NEW YORK- Global equity markets and government debt yields slumped on Friday as nagging concerns about the impact of the coronavirus on global growth overshadowed a strong U.S. jobs report that indicated an economy on pace to grow moderately.
Stocks on Wall Street retreated from record highs and safe-havens gold and the Japanese yen rose as investors weighed how much the virus is likely to disrupt supply chains. China accounts for about one-third of global growth.
The better-than-expected U.S. labor report failed to move the market as often occurs. Caution about the virus, which has inflicted 31,211 people and left 637 dead, dictated investor sentiment.
Nonfarm payrolls increased by 225,000 jobs in January, with employment at construction sites increasing by the most in a year amid milder-than-normal temperatures, the Labor Department said.
“Investors should be watching the effect of the coronavirus on the global supply chain and thus, on the global economy and corporate profits,” said John Vail, chief global strategist at Nikko Asset Management.
While the amount and duration of the effect remains unknown, there is a chance the Phase 1 U.S.-China trade deal will be severely hampered and bilateral relations worsen again, he said.
Global supply chains have grown far more integrated, so disruptions from China have bigger ripple effects around the world, said Ron Temple, head of U.S. equity at Lazard Asset Management in New York.
While the coronavirus will be disruptive, for long-term investors it may pose an entry point into equities, Temple said.
The economy is doing fine, the U.S.-Sino trade spat is on hold and there is no apparent catalyst for stock valuations to fall, he said.
“At the same time you got interest rates that are really low, so that feeds into an equity market with incremental upside,” Temple said.
MSCI’s gauge of stocks across the globe shed 0.60%, moving away from highs this week that were shy of a record peak set early in January. Despite Friday’s downturn, the index posted its best weekly gain since June.
Emerging market stocks lost 1.11% and the pan-European FTSEurofirst 300 index fell 0.25%. The blue-chip index notched its best week since late 2016.

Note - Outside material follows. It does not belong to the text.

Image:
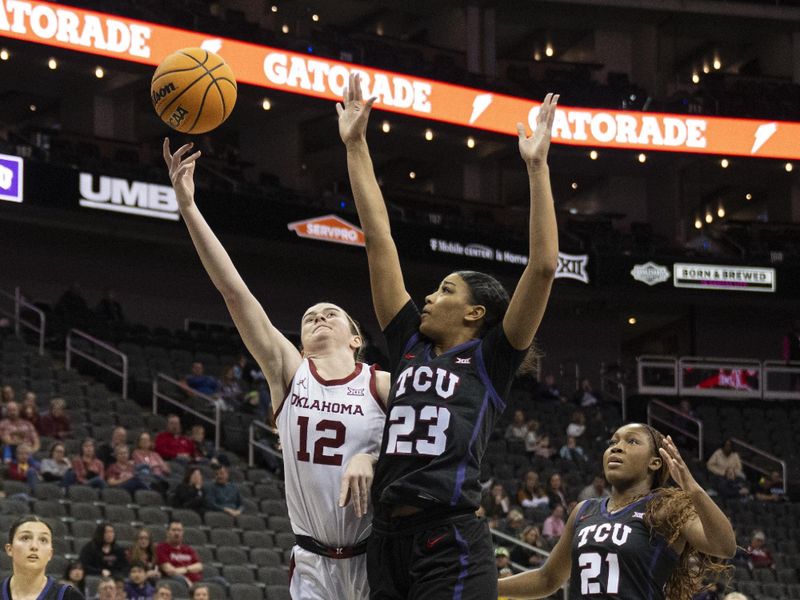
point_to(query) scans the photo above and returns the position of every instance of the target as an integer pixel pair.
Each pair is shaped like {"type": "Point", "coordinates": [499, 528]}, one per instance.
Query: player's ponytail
{"type": "Point", "coordinates": [667, 512]}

On Wall Street, the Dow Jones Industrial Average fell 277.26 points, or 0.94%, to 29,102.51. The S&P 500 lost 18.07 points, or 0.54%, to 3,327.71 and the Nasdaq Composite dropped 51.64 points, or 0.54%, to 9,520.51.
Gains for the Dow and S&P 500 were the best week since early June. For the Nasdaq, it was the best week since November 2018.
Benchmark 10-year U.S. Treasury notes last rose 18/32 in price to push yields down to 1.5834%.
Euro zone bond yields fell after German industrial output data in December notched its biggest fall since January 2009, fanning concerns about the bloc’s biggest economy.
German industrial production tumbled 3.5% on the month, exceeding expectations of a 0.2% fall.
French industrial production fell more sharply than expected in December as factories contended with nationwide transport strikes and a broader European slowdown.
Germany’s benchmark 10-year Bund yield fell as low as -0.368%, before rising slightly.
The dollar slid and the yen rose after four days of selling, spurred by investor hopes China can contain the virus.
The dollar index rose 0.19%, with the euro down 0.32% to $1.0945.
The Japanese yen strengthened 0.21% versus the greenback at 109.77 per dollar.
In Asian trade, the yen halted a slide that had it set for its worst week in 18 months.
Oil prices slipped as Russia said it would need more time before committing to output cuts along with the Organization of the Petroleum Exporting Countries and other producers amid falling demand for crude as China battles the coronavirus.
Brent crude futures fell 46 cents to settle down at $54.47 a barrel, while U.S. West Texas Intermediate (WTI) crude futures slid 63 cents to settle at $50.32 a barrel.
U.S. gold futures settled up 0.2% at $1,573.40 an ounce.